A travers toute la bande de Ghaza, les spécialistes signalent un nombre croissant d’enfants ne pouvant plus parler à la suite de blessures ou des traumatismes psychologiques liés au génocide.
Pour certains, la cause est physique : traumatismes crâniens, lésions neurologiques ou blessures dues à une explosion. Pour d’autres, aucune blessure n’est visible.
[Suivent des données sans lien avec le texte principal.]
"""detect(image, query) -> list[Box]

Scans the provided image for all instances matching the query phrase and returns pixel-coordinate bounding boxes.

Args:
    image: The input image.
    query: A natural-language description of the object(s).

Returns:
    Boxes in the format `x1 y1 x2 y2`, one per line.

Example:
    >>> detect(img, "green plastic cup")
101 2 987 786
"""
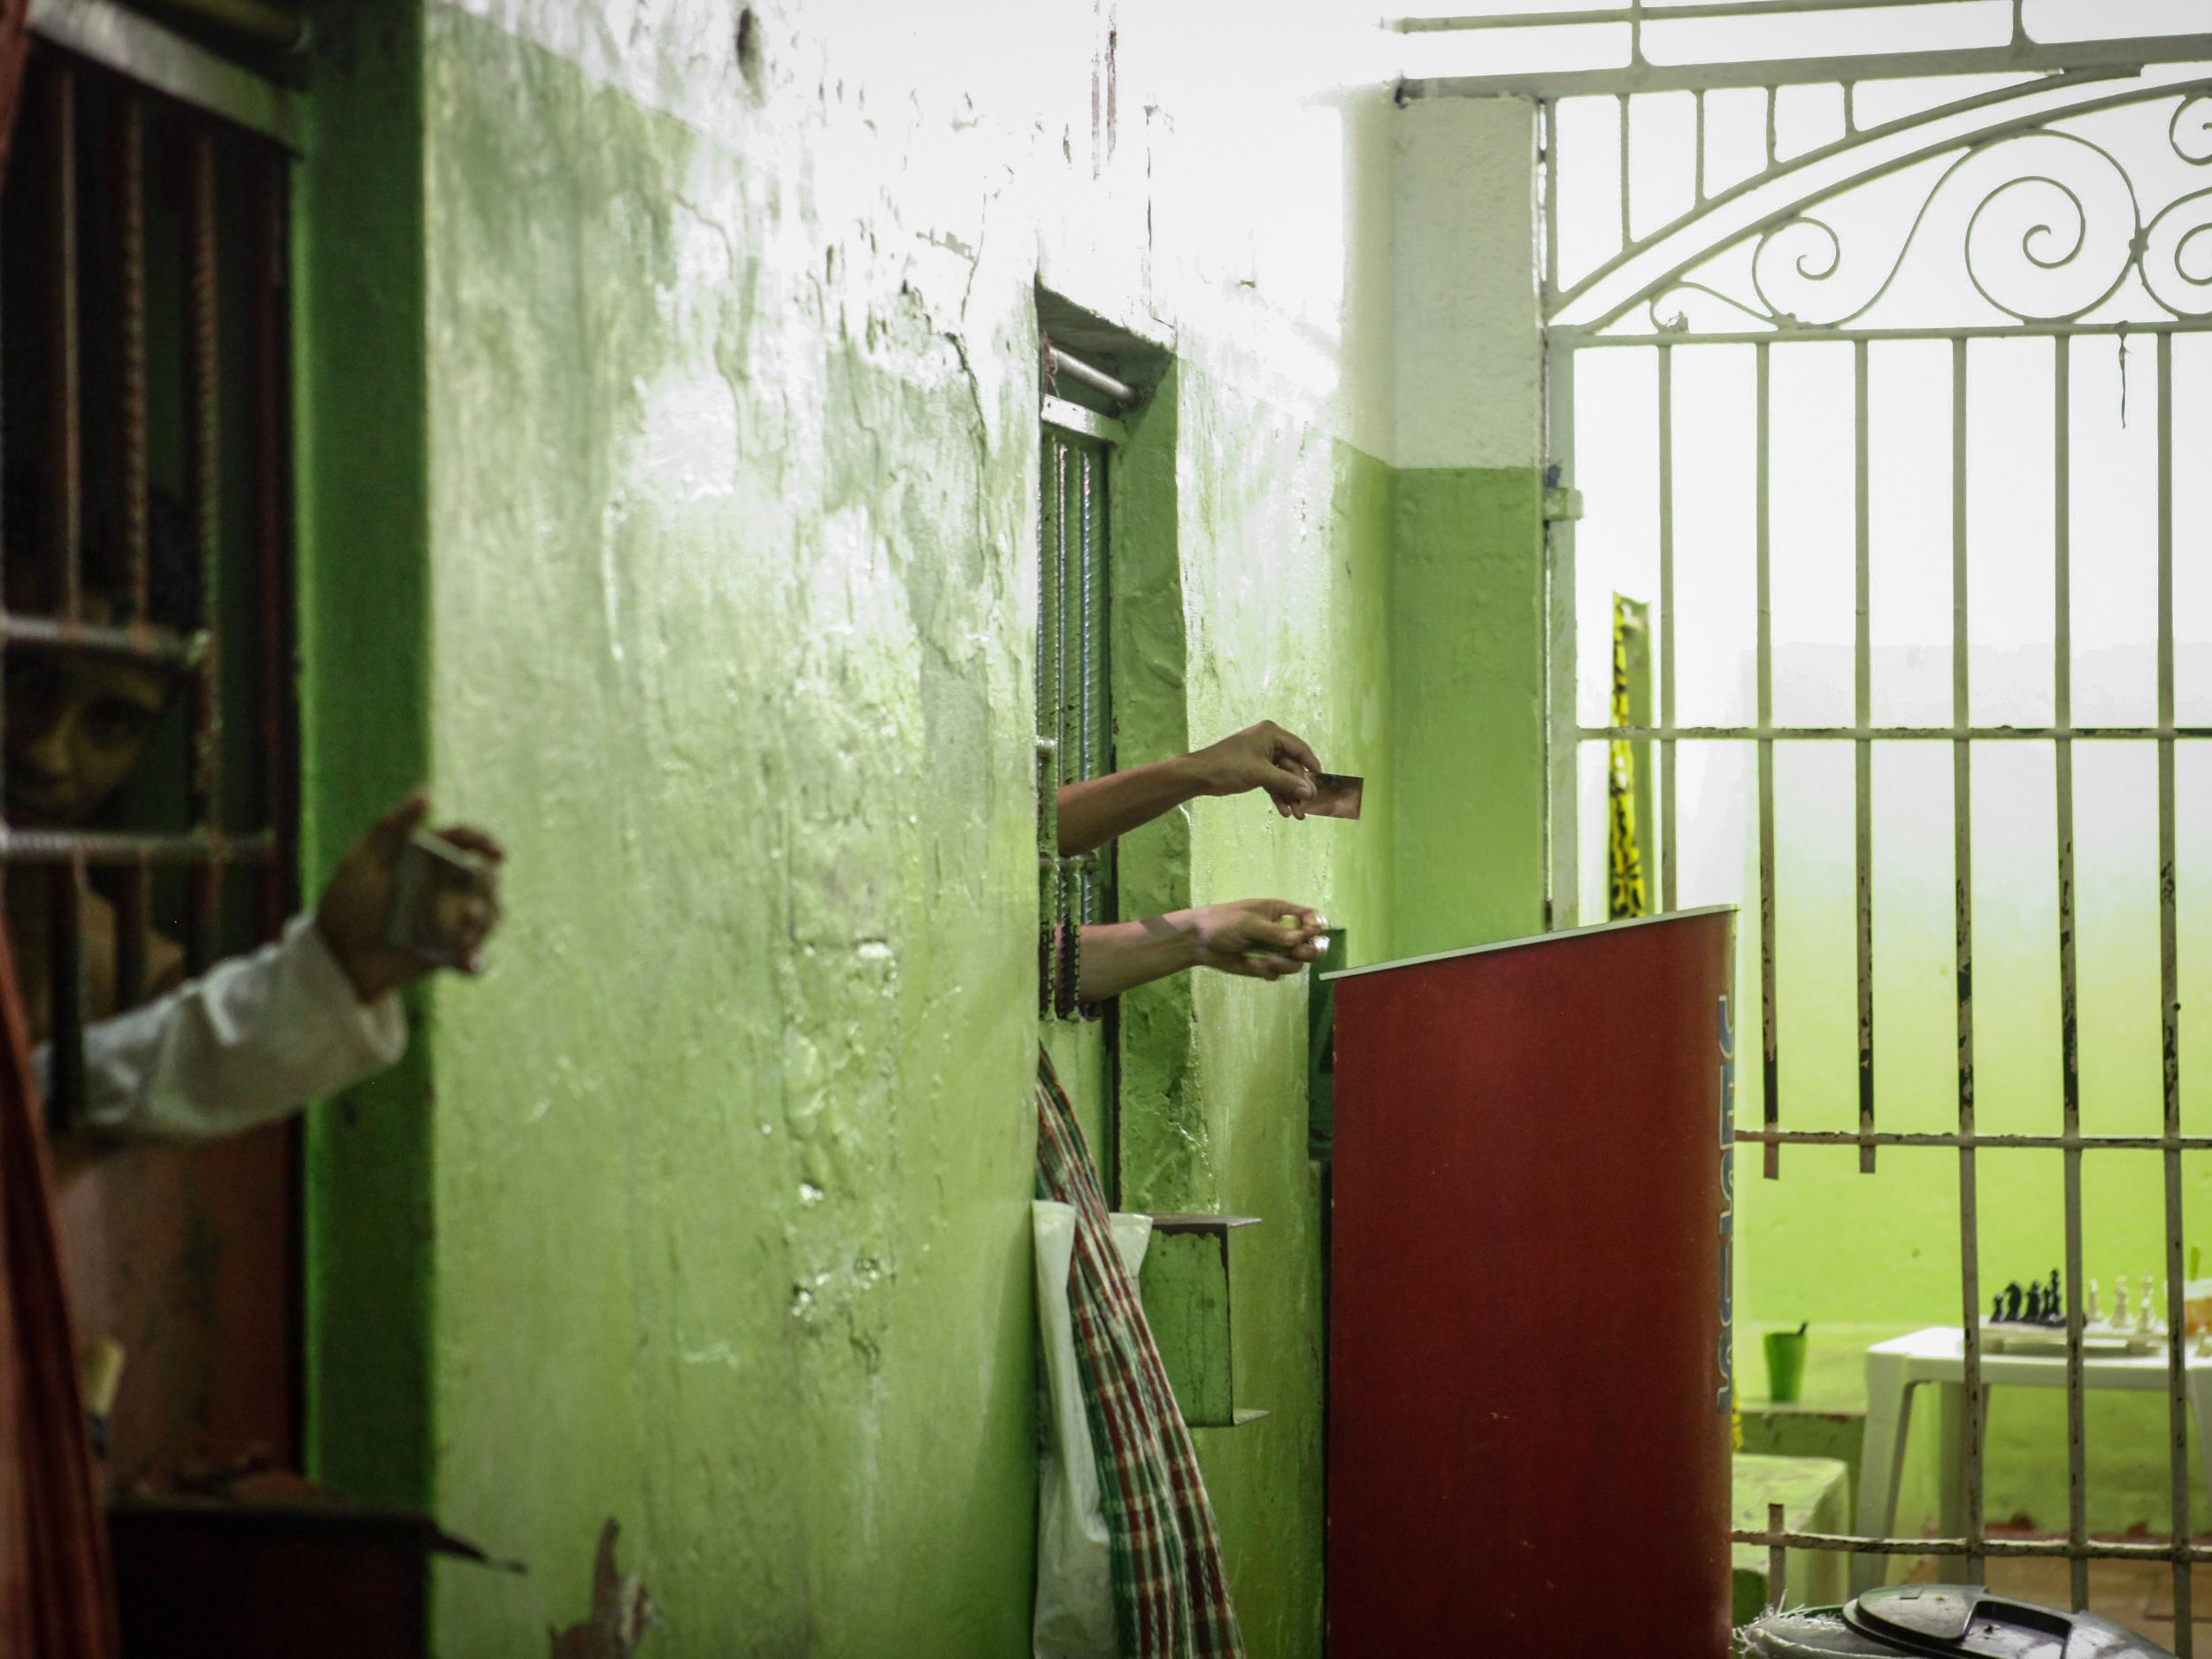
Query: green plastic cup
1763 1327 1809 1404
Leur silence est la conséquence d’une exposition répétée à la violence, qui dépasse leur capacité à l’assimiler ou à en parler.
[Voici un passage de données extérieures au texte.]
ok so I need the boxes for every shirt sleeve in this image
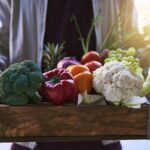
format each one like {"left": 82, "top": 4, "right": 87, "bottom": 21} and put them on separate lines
{"left": 0, "top": 0, "right": 10, "bottom": 70}
{"left": 11, "top": 142, "right": 36, "bottom": 150}
{"left": 92, "top": 0, "right": 137, "bottom": 50}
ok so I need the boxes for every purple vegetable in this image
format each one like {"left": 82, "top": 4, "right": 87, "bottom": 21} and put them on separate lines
{"left": 57, "top": 57, "right": 80, "bottom": 68}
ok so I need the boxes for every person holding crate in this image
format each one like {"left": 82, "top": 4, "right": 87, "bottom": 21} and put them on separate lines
{"left": 0, "top": 0, "right": 136, "bottom": 150}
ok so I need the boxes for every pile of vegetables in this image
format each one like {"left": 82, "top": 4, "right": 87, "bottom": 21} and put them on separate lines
{"left": 104, "top": 47, "right": 143, "bottom": 77}
{"left": 0, "top": 46, "right": 149, "bottom": 108}
{"left": 0, "top": 15, "right": 149, "bottom": 108}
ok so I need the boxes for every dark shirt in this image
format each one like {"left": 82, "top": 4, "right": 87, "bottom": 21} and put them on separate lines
{"left": 44, "top": 0, "right": 96, "bottom": 60}
{"left": 11, "top": 141, "right": 122, "bottom": 150}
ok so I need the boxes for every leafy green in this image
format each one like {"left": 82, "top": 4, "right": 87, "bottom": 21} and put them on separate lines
{"left": 42, "top": 42, "right": 65, "bottom": 72}
{"left": 0, "top": 60, "right": 44, "bottom": 105}
{"left": 141, "top": 68, "right": 150, "bottom": 96}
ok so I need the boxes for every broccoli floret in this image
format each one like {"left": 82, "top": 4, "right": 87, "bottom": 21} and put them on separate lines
{"left": 0, "top": 60, "right": 44, "bottom": 105}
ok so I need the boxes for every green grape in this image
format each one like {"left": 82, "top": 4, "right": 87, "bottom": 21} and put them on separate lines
{"left": 127, "top": 64, "right": 136, "bottom": 73}
{"left": 123, "top": 59, "right": 143, "bottom": 78}
{"left": 127, "top": 56, "right": 135, "bottom": 62}
{"left": 115, "top": 54, "right": 122, "bottom": 61}
{"left": 122, "top": 57, "right": 128, "bottom": 61}
{"left": 109, "top": 50, "right": 117, "bottom": 55}
{"left": 116, "top": 48, "right": 123, "bottom": 54}
{"left": 104, "top": 59, "right": 110, "bottom": 63}
{"left": 106, "top": 48, "right": 141, "bottom": 74}
{"left": 121, "top": 50, "right": 127, "bottom": 56}
{"left": 108, "top": 53, "right": 116, "bottom": 58}
{"left": 136, "top": 67, "right": 143, "bottom": 75}
{"left": 104, "top": 57, "right": 117, "bottom": 63}
{"left": 122, "top": 60, "right": 128, "bottom": 65}
{"left": 134, "top": 63, "right": 140, "bottom": 69}
{"left": 116, "top": 53, "right": 123, "bottom": 58}
{"left": 116, "top": 57, "right": 122, "bottom": 61}
{"left": 135, "top": 58, "right": 140, "bottom": 64}
{"left": 105, "top": 48, "right": 144, "bottom": 79}
{"left": 126, "top": 47, "right": 136, "bottom": 56}
{"left": 109, "top": 57, "right": 118, "bottom": 61}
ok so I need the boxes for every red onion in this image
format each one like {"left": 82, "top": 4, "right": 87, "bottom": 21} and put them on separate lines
{"left": 57, "top": 57, "right": 80, "bottom": 68}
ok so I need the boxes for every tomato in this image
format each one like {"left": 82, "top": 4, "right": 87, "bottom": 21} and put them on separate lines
{"left": 84, "top": 61, "right": 102, "bottom": 72}
{"left": 80, "top": 51, "right": 101, "bottom": 64}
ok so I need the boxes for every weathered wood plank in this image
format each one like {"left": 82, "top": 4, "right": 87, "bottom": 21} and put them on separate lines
{"left": 0, "top": 105, "right": 149, "bottom": 142}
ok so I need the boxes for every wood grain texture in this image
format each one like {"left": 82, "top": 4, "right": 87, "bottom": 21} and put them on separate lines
{"left": 0, "top": 105, "right": 149, "bottom": 142}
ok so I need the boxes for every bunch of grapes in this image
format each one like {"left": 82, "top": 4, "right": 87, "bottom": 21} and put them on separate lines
{"left": 104, "top": 47, "right": 143, "bottom": 77}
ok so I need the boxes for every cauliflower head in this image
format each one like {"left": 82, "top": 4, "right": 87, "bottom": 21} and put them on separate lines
{"left": 0, "top": 60, "right": 44, "bottom": 105}
{"left": 92, "top": 61, "right": 144, "bottom": 105}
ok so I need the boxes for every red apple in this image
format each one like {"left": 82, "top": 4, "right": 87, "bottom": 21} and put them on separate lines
{"left": 84, "top": 61, "right": 102, "bottom": 72}
{"left": 81, "top": 51, "right": 101, "bottom": 64}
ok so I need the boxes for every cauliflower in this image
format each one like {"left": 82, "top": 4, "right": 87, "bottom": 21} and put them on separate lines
{"left": 92, "top": 61, "right": 144, "bottom": 105}
{"left": 0, "top": 60, "right": 44, "bottom": 105}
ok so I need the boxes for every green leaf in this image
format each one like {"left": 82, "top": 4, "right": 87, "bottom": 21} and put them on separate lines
{"left": 71, "top": 14, "right": 103, "bottom": 54}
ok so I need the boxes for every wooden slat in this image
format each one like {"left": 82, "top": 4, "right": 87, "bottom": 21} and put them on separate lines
{"left": 0, "top": 105, "right": 149, "bottom": 142}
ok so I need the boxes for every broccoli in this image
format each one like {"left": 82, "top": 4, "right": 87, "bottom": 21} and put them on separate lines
{"left": 0, "top": 60, "right": 44, "bottom": 105}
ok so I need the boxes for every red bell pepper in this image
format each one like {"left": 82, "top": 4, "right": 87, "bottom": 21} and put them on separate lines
{"left": 40, "top": 68, "right": 77, "bottom": 105}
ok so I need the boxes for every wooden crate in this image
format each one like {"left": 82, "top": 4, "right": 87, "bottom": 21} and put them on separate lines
{"left": 0, "top": 104, "right": 149, "bottom": 142}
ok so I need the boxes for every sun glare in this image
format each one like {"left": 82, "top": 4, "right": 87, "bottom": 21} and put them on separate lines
{"left": 134, "top": 0, "right": 150, "bottom": 30}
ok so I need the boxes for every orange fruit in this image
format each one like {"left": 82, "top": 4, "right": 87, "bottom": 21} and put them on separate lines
{"left": 67, "top": 64, "right": 89, "bottom": 77}
{"left": 74, "top": 71, "right": 92, "bottom": 93}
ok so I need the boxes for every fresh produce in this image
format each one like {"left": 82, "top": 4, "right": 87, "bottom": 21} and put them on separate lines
{"left": 42, "top": 42, "right": 65, "bottom": 72}
{"left": 104, "top": 47, "right": 143, "bottom": 77}
{"left": 92, "top": 61, "right": 144, "bottom": 105}
{"left": 80, "top": 51, "right": 101, "bottom": 64}
{"left": 71, "top": 15, "right": 102, "bottom": 55}
{"left": 141, "top": 67, "right": 150, "bottom": 96}
{"left": 81, "top": 49, "right": 109, "bottom": 65}
{"left": 99, "top": 49, "right": 110, "bottom": 64}
{"left": 71, "top": 15, "right": 106, "bottom": 65}
{"left": 74, "top": 71, "right": 92, "bottom": 93}
{"left": 57, "top": 57, "right": 80, "bottom": 69}
{"left": 77, "top": 91, "right": 105, "bottom": 105}
{"left": 0, "top": 60, "right": 44, "bottom": 105}
{"left": 80, "top": 49, "right": 109, "bottom": 72}
{"left": 84, "top": 61, "right": 102, "bottom": 72}
{"left": 122, "top": 96, "right": 147, "bottom": 109}
{"left": 71, "top": 13, "right": 149, "bottom": 108}
{"left": 40, "top": 68, "right": 77, "bottom": 105}
{"left": 67, "top": 64, "right": 92, "bottom": 93}
{"left": 67, "top": 64, "right": 89, "bottom": 76}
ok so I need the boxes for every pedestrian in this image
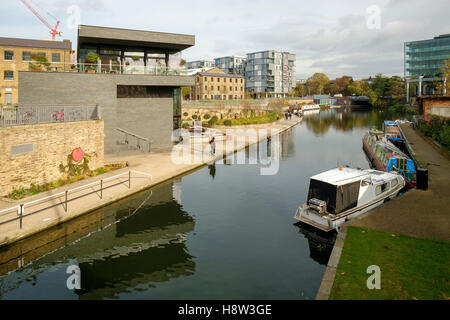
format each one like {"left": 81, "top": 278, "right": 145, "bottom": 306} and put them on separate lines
{"left": 209, "top": 136, "right": 216, "bottom": 155}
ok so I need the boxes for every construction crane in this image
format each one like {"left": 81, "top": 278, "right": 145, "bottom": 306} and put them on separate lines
{"left": 20, "top": 0, "right": 63, "bottom": 40}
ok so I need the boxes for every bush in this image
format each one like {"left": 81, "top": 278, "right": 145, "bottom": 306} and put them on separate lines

Katrin Glatz Brubakk, psychothérapeute pour enfants, qui a travaillé à deux reprises à Ghaza avec Médecins Sans Frontières (MSF), décrit cette situation comme une «souffrance silencieuse», souvent masquée par l’ampleur des destructions. Elle affirme que les enfants perdent la parole en réponse à un traumatisme extrême.
«Ce sont des enfants qui ont été exposés à un traumatisme extrême et qui, sans aucune cause médicale, arrêtent de parler «, dit-elle. «C’est toujours un traumatisme extrême», ajoute-t-elle. Ces enfants, poursuit-elle, ont perdu des proches, ont été témoins de la mort, ont été blessés ou ont subi des violences répétées, et pour qui le silence devient le seul moyen de faire face.
«A un certain moment, le monde semble totalement imprévisible, et l’enfant se trouve en danger immédiat», explique-t-elle. Leur mutisme «n’est pas un choix. C’est une réaction physique», soutient-elle.
Selon cette spécialiste, même lorsqu’un enfant semble être renfermé, le système nerveux est toujours en état d’alerte.
«Avec le temps, cela a des effets très graves sur le développement», avertit-elle.
Pour Mme Brubakk, l’ampleur et l’intensité des traumatismes à Ghaza sont sans précédent par rapport à tout ce qu’elle a pu observer au cours de plus de dix ans de carrière. «Je travaille sur le terrain depuis 12 ans, et rien n’est comparable à Ghaza. Absolument rien», affirme-t-elle. «Il n’y a actuellement personne à Ghaza qui ne soit touché», déplore-t-elle, expliquant que Ghaza se caractérise par une absence totale de sécurité.
«Vous ne pouvez pas obtenir l’aide dont vous avez besoin, physiquement ou mentalement, et vous ne pouvez pas vous échapper «, dit-elle. «Il n’y a nulle part où aller. Et c’est cette combinaison qui rend les conséquences si graves», regrette-t-elle. A l’hôpital Hamad de la ville de Ghaza, les médecins disent que la perte de l’usage de la parole chez les enfants est en augmentation.
Le Dr Musa al-Khorti, chef du service d’orthophonie de cet hôpital, a déclaré que dans certains cas, «un enfant peut perdre totalement l’usage de la parole», faisant référence à des troubles tels que le mutisme sélectif ou l’aphonie hystérique, qui est une perte fonctionnelle de la voix liée à une détresse psychologique extrême.
Les cas varient, mais beaucoup suivent un schéma similaire : une perte soudaine de la parole après une blessure ou après avoir été témoin de violence.
Les médecins soulignent que, sans prise en charge continue, ces troubles peuvent avoir des répercussions à long terme sur le développement, en particulier lorsqu’ils sont liés à un traumatisme psychologique.